En Équateur, il est l'ennemi public numéro un. Fine barbe, bouche serrée et regard noir : voici le portrait qui apparait sur l'avis de recherche d'Adolfo Macias, alias "Fito", devenu le criminel le plus recherché du pays depuis son évasion dimanche 7 janvier de la prison d'où il commandait l'un des principaux gangs criminels du pays.
Les autorités n'ont pas encore établi le montant qui sera versé à ceux qui fourniront des informations sur le chef de Los Choneros, gang de narcotrafiquants apparu dans les années 1990 dans la province côtière de Manabi (sud-ouest), stratégique pour l'exportation de la cocaïne vers les États-Unis et l'Europe.
Le narco de 44 ans, également photographié avec des cheveux hirsutes et une barbe proéminente lors d'un récent transfert de prison, purgeait depuis 2011 une peine de 34 ans de privation de liberté pour crime organisé, trafic de drogue et meurtre.
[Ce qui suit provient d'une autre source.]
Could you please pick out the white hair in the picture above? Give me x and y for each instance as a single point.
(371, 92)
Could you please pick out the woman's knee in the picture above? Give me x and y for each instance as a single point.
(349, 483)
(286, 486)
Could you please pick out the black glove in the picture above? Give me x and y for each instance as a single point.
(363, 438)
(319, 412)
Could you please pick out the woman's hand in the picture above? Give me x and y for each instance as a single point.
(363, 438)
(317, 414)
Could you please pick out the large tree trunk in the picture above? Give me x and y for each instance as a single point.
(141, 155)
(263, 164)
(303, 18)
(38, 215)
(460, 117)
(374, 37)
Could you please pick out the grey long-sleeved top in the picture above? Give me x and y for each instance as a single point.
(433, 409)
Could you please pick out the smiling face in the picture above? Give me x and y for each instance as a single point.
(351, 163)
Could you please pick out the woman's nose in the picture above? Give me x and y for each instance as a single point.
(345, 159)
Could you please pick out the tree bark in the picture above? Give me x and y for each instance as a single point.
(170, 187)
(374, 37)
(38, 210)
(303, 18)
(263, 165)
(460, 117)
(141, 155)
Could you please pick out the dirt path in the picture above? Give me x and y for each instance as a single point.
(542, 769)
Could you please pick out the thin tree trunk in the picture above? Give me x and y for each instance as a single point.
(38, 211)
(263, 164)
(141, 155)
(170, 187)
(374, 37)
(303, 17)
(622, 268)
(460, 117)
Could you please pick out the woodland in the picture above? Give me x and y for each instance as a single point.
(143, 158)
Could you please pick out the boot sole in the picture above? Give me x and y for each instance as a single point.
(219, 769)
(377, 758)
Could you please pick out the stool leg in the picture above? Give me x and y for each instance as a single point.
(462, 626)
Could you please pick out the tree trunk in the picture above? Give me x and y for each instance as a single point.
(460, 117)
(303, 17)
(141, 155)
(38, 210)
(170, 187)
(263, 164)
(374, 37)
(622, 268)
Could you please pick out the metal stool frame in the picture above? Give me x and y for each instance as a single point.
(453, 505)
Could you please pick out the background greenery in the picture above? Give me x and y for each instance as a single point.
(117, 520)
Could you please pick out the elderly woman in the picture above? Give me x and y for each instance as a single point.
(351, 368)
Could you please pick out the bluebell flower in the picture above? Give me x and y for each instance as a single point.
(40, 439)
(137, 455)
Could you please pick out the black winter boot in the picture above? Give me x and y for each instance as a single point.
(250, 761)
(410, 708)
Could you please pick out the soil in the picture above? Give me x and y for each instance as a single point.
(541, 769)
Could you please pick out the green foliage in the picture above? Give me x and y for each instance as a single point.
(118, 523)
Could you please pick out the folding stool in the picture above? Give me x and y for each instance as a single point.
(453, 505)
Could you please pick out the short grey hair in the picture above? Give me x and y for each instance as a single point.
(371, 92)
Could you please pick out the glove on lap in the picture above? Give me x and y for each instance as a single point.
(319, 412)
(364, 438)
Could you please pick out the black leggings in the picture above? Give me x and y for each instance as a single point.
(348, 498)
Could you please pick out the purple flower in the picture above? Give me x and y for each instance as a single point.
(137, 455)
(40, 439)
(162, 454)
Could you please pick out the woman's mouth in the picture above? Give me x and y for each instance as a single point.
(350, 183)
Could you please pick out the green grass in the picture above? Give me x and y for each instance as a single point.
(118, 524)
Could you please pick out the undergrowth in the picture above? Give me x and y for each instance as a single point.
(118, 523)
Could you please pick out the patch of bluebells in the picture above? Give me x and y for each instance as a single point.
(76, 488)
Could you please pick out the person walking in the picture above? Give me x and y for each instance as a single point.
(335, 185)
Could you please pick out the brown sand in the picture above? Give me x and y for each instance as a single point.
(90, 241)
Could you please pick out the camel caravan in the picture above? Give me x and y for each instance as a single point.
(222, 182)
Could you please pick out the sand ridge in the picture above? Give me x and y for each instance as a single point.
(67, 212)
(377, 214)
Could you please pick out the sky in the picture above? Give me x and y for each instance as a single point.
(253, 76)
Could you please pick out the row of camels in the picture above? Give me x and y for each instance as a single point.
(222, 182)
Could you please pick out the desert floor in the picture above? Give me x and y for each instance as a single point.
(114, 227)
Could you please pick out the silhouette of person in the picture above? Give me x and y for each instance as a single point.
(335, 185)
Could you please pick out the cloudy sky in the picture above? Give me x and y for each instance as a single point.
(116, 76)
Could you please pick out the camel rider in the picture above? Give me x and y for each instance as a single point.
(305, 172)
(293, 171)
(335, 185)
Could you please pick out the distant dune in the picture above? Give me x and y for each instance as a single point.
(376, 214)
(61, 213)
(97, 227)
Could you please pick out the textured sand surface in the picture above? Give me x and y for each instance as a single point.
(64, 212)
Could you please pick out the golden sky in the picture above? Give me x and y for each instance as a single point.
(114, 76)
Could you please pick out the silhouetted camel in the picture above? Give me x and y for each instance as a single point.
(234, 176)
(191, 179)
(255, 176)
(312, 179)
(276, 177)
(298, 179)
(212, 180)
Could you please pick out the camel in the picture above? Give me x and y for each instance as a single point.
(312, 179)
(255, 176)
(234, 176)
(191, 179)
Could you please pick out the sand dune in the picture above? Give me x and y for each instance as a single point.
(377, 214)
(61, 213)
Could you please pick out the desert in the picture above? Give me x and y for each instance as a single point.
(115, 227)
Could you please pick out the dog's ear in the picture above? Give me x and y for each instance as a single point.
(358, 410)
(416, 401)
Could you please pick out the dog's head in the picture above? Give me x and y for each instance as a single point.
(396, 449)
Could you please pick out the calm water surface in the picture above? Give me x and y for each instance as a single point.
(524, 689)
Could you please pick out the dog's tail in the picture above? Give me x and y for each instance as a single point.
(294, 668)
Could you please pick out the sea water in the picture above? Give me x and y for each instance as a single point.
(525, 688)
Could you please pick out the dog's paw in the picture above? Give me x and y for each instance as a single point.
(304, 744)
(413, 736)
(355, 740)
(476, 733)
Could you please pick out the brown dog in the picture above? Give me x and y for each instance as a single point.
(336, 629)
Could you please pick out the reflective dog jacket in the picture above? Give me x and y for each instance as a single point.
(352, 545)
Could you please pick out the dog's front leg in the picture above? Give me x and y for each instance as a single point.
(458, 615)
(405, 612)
Mais dimanche, à la veille d'une opération de police dont il a visiblement été préalablement informé, il s'est volatilisé de la prison de haute sécurité de Guayaquil (sud).
Le parquet a ouvert une enquête contre deux fonctionnaires pénitentiaires "qui auraient participé à l'évasion" de "Fito", qui s'était déjà évadé en 2013 d'une prison de haute sécurité avant d'être capturé à nouveau trois mois plus tard.
Un chef de gang diplômé en droit
On sait peu de choses sur l'actuel chef de Los Choneros, si ce n'est son humble passé de chauffeur de taxi et une capacité de nuisance qui a poussé le gouvernement équatorien à le décrire comme un "criminel aux caractéristiques extrêmement dangereuses".
Dans le quartier du centre pénitentiaire de Guayaquil, où les peintures murales à sa gloire côtoient des dessins d'armes, de dollars et de lions, c'était aussi lui le chef. Des vidéos le montrent en train de faire la fête à l'intérieur de la prison avec des musiciens et des engins pyrotechniques.
Derrière les hauts murs où l'administration pénitentiaire ne fait pas toujours la loi, il a même enregistré un clip vidéo sur un "narcorroccido" (chanson populaire en l'honneur des narcotrafiquants) à sa gloire : "El corrido del Leon".
Il y apparaît coiffé d'un large chapeau, saluant et riant avec quatre détenus dans la cour de la prison, caressant un coq de combat, le tout sur un air chanté par sa fille, connue sous le nom de "Queen Michelle".
"Fito" exerçait "un contrôle interne important sur la prison", a souligné la Commission interaméricaine des droits de l'homme (CIDH) dans un rapport en 2022. Elle a observé qu'Adolfo Macias, ainsi que Junior Roldan – un autre dirigeant de Los Choneros, tué l'année dernière en Colombie –, bénéficiaient en prison d'un "traitement différencié et préférentiel de la part des autorités". Réputé très charismatique, "Fito" a suivi derrière les barreaux des études de droit jusqu'à obtenir son diplôme d'avocat.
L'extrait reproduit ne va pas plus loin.